Like the first time I made Mother's Day gifts with Jack, for the grandmothers, Great Grandma, and the aunts. We made mosaic flower pots by dipping tissue paper squares in glue and pasting them all around terracotta pots. Then we planted flowers in each one. Who could ask for a cheerier gift?
We did the project a few days in advance to allow for drying time. But between the wet glue, the moisture from the plant seeping through the porous pot, and remarkably humid weather, our pots never thoroughly dried. Oops. Not to disappoint my young gift-maker, we went ahead and handed out the gooey gifts at Mother's Day brunch, to everyone's sticky surprise. Oh well.
Another Mother's Day, I had the bright idea to make stepping stones for the mothers and aunties and grandmas. Of course, seven months pregnant at the time, it should have occurred to me that hauling around a 60 pound bag of cement would be, er, challenging. I had to get a little help in that department, but then we were off and running. We mixed concrete; added sea glass, broken tiles, and shells; and stamped names and special messages. And, having learned from past mistakes, we left more than ample drying time.

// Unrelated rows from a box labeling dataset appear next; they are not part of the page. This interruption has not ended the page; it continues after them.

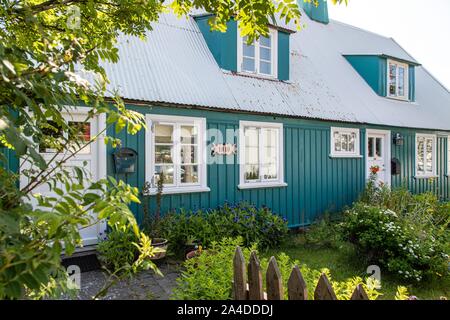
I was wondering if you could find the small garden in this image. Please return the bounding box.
[99,172,450,300]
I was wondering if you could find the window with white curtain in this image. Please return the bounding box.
[388,60,409,100]
[239,121,286,189]
[146,115,208,193]
[416,134,436,178]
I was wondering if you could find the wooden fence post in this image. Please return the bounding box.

Once again, I failed to anticipate the gift exchange. A blunder, to say the least.
Our annual Mother's Day brunch was taking place at a waterfront restaurant in our town, which was further complicated by the fact that my husband thought it would be fun to take our little boat there to dock and dine.
So now, imagine me, belly-out-to-there, three-year-old in tow, lugging our gifts down to the marina, carrying each heavy stone across the gangway, and handing it over the side of a bobbing boat. (Note to readers: it is NEVER a good idea to fill a boat with stones. Not at all.)

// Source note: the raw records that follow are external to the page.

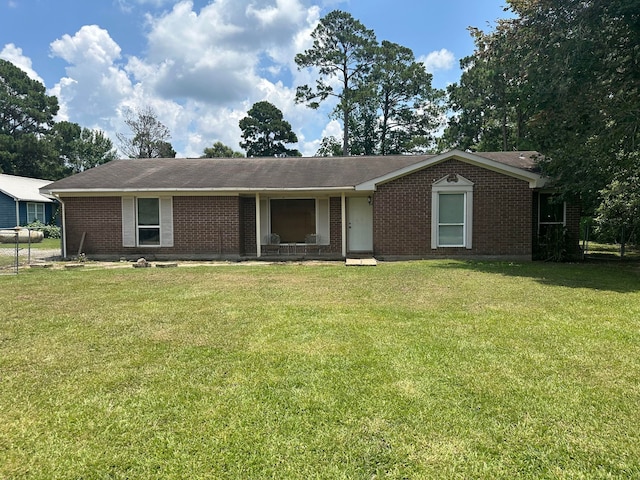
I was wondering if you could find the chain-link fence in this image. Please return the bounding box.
[0,227,61,275]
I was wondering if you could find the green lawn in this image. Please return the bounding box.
[0,238,61,250]
[0,261,640,480]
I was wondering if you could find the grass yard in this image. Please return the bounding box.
[0,261,640,480]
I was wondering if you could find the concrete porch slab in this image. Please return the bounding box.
[345,258,378,267]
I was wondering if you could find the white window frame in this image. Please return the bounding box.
[431,173,473,250]
[136,197,162,247]
[27,202,47,223]
[538,192,567,235]
[122,195,173,248]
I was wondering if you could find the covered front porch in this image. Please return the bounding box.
[249,192,373,259]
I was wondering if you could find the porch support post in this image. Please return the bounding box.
[341,192,347,258]
[256,193,262,258]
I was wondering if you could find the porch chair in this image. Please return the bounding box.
[262,233,280,254]
[304,233,320,254]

I'll spare you the details of how these stones got off the boat and distributed in a crowded restaurant. I'll leave that one to your imagination.
But, if nothing else, these two disasters inspired me in my quest to create the ideal handmade Mother's Day gift: cheerful and portable. As I pondered this, I remembered looking through some seed catalogs with my son and seeing a product called "seed tape." It is essentially a strip of paper with seeds glued onto it. You plant the tape into the ground in its entirety, instead of planting each little seed one at a time.

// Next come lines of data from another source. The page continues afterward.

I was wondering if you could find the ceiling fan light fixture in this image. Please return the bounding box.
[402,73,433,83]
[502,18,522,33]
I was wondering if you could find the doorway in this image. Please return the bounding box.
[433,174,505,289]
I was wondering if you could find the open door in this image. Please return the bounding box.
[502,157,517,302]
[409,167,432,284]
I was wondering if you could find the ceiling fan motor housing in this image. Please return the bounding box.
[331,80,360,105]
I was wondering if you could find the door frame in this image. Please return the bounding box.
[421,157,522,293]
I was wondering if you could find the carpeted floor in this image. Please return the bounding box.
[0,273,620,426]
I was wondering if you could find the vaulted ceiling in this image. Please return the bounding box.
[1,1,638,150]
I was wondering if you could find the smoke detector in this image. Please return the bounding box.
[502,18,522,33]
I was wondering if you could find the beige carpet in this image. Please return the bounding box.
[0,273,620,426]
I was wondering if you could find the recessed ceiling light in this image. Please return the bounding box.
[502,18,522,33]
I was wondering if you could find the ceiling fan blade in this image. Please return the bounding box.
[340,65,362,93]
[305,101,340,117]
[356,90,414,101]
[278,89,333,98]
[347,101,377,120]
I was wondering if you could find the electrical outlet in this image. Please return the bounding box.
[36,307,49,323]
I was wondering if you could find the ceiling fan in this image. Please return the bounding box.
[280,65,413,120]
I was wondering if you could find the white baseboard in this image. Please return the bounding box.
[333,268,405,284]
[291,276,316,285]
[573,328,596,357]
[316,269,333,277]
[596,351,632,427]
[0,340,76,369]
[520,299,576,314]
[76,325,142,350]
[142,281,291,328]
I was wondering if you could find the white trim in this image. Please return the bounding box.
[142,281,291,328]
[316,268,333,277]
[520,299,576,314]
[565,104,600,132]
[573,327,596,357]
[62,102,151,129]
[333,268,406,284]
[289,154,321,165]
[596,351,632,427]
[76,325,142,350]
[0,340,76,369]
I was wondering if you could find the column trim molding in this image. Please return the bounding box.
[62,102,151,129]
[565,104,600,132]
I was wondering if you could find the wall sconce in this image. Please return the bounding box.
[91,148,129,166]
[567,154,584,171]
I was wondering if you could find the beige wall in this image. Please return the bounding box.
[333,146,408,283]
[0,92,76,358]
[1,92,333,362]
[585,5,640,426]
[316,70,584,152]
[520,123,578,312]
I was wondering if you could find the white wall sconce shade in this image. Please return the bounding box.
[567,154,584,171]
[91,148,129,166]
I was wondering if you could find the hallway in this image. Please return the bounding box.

Seed tape is made from seeds, biodegradable paper, and water-soluble glue. Hmmm. It occurred to me that we could use similar materials to easily make seed-embellished greeting cards. Construction paper is biodegradable. School glue is water soluble. And seeds can be used to spell out a heartfelt word like, "Mom," "Grow," or "Love."
We made a couple of test cards, planted them in the dirt, and were ecstatic when we had seedlings within days. Talk about the gift that keeps on giving -- this is it! And, if you make these with perennial seeds, your favorite Moms will actually have a year-after-year reminder of your good wishes!
What could be better? Oh yeah, the fact that they slip neatly into my bag -- no fuss, no muss.
Here's the basic how-to...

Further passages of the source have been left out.